Construction Journal Entry Week of 3/28/04

3/30-4/1/04 I went up to the property for 3 days: Tuesday through Thursday.

The weather was 47 degrees and raining lightly when I arrived at 12:30. I opened the gate and, as I suspected, I was able to barge through the last remaining snowbank and drive all the way up to the trailer. After moving in and going up to the building, I found that the rodent valve flap was still closed but the peanut I had placed on the flap was gone. That was somewhat of a mystery. The only way I could figure it was that the pack rat knew that the flap would dump him outside if he stepped on it, so instead he must have reached down to get the peanut without stepping on the flap.

I went to work and sanded the eight logs, the portion of the PSL, and the stub which were all due for at least one more coat of varnish. Then I moved a whole pile of old lumber out of the living room and stored it outside. The long lumber I stored on the scaffold-frame rack on the back side of the building. The rest of it I stored on the porch deck. That cleared the living room floor so I could set up a scaffold tower there. I set up a two tier tower between Grid D and E. Before I quit for the night, I moved the lights I had set up in the loft so they illuminated the living room wall, and I set the trap.

On Wednesday I found the flap was still closed but the peanut was gone from the flap again. I put a new peanut on the flap but this time I put it on the far end of the flap to make it harder for the pack rat to reach it without stepping on the flap. Then when I went upstairs, I was disappointed to find the bait gone again and the trap was still set. I worked on the trigger mechanism to make it quite a bit more sensitive and set the trap again.

Then, from the top of the new scaffold tower, I planed, scraped, gouged, and sanded about seven feet of the Grid D purlin, the top seven logs between Grid D and E, and the left half of the top part of the Grid D PSL.

On Thursday morning, the flap was still shut but the peanut was still there. I figured that it was indeed out of reach. The peanut was gone from inside the pipe so I know he was in there. Then I was happy to see that the trap was sprung. I went through the familiar drill of releasing the pack rat outside once more and taking a picture of him. He ran behind the building again, and I went inside and listened, watched, and waited. ...Nothing.

Then, after five or ten minutes, I thought I heard a noise down at the pipe so I went down to the crawl space to check it out. While I was down there, I heard the unmistakable footsteps of a packrat running across the floor. I couldn't tell if it was the main floor or the loft floor so I quickly and quietly as I could went up the steps so I could see the main floor. I heard some more footsteps so I slowly climbed the rest of the steps looking to see where he was. I stood still at the top of the steps and pretty soon the pack rat came over to the trap and started sniffing it. I don't know if he was looking for more peanut butter or if he was trying to figure out how the trap worked, or what. Then I inadvertently moved my arm which startled him and he promptly ran away. I was completely baffled as to how he got back in.

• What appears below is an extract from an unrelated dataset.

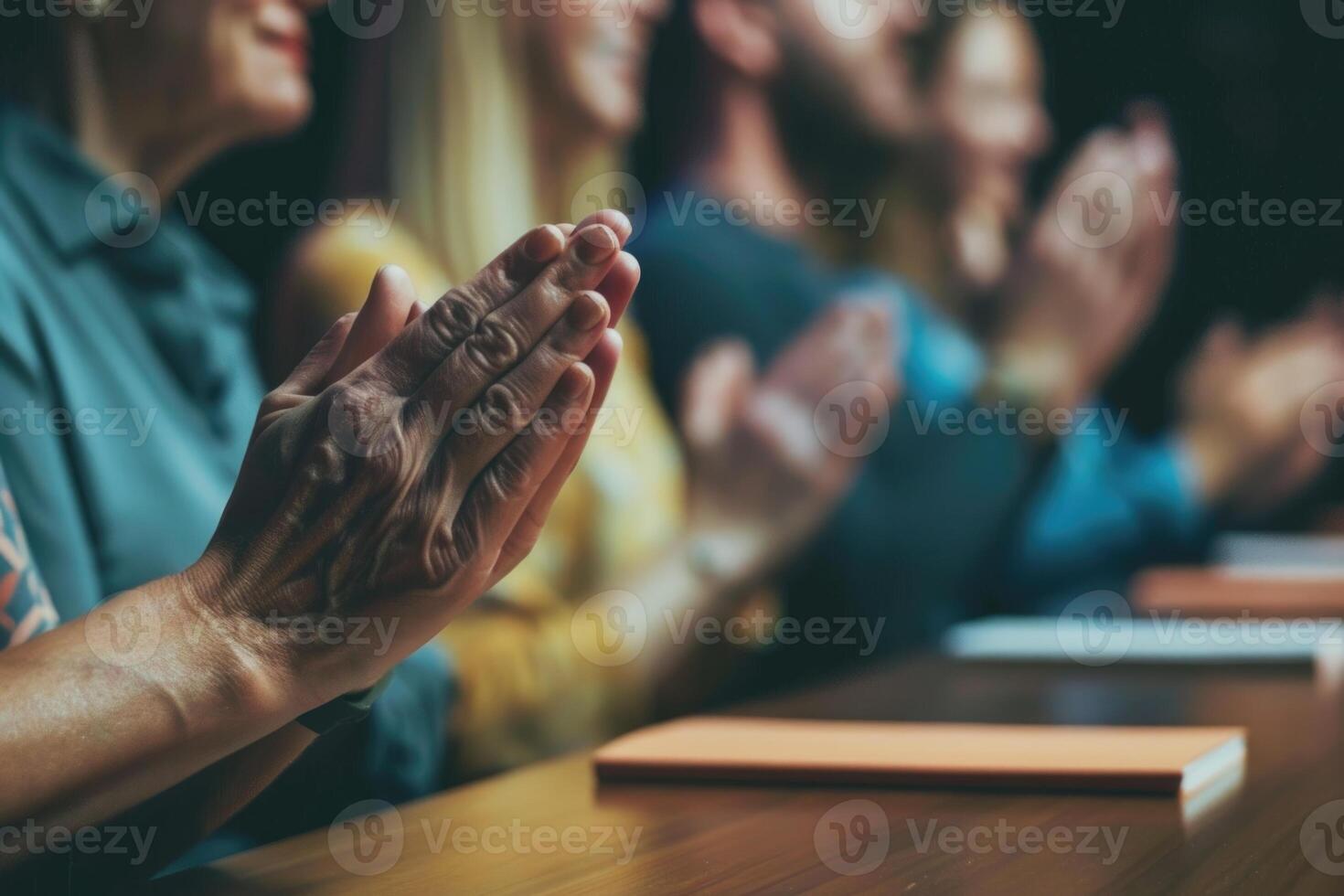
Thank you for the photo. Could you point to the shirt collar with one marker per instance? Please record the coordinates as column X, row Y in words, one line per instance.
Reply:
column 53, row 179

I spent about an hour re-checking the walls looking for a possible way in. I couldn't find anything at all. The only possibility I could think of was the holes above the purlins on the other side of the building that correspond to the ones they had used before and which I had plugged. I think that if he had come in on that front side of the building I would have seen him, but not being able to think of anything else, I decided to plug those holes at Grid B3 and D3.

I could reach the hole at D3 from the scaffold tower, but I had to use the 20-foot extension ladder to reach the one at B3. I screened both holes over with hardware cloth. Since I had the extension ladder out I decided to pull the nails out of a tree that had been holding up a bat house. Some time ago, I noticed that another bat house had fallen from the tree it had been nailed to. What had happened was that the tree growth had simply pushed the bat house out forcing the wood to tear loose from the heads of the nails. The nails were 16d galvanized and they have a substantial head, but the bathouses are made of cedar so they couldn't keep their grip on the nails. Since those nails would end up embedded in the trunk if I didn't pull them out, I figured it was important to do so. One of the nail heads was about a half inch deeper than the surface of the bark so it was somewhat of a challenge to get it out. Fortunately I have a big nail puller which made the job pretty easy. I'll have to take all the bathouses down and pull all the nails out one of these days. No bats ever moved in so it's no great loss.

Finally, I went to work varnishing the seven logs between Grid D and E, the parts of the Grid D purlin and PSL, the stub log, and the final coat on six logs between Grid A and B. I left for home at 1:00.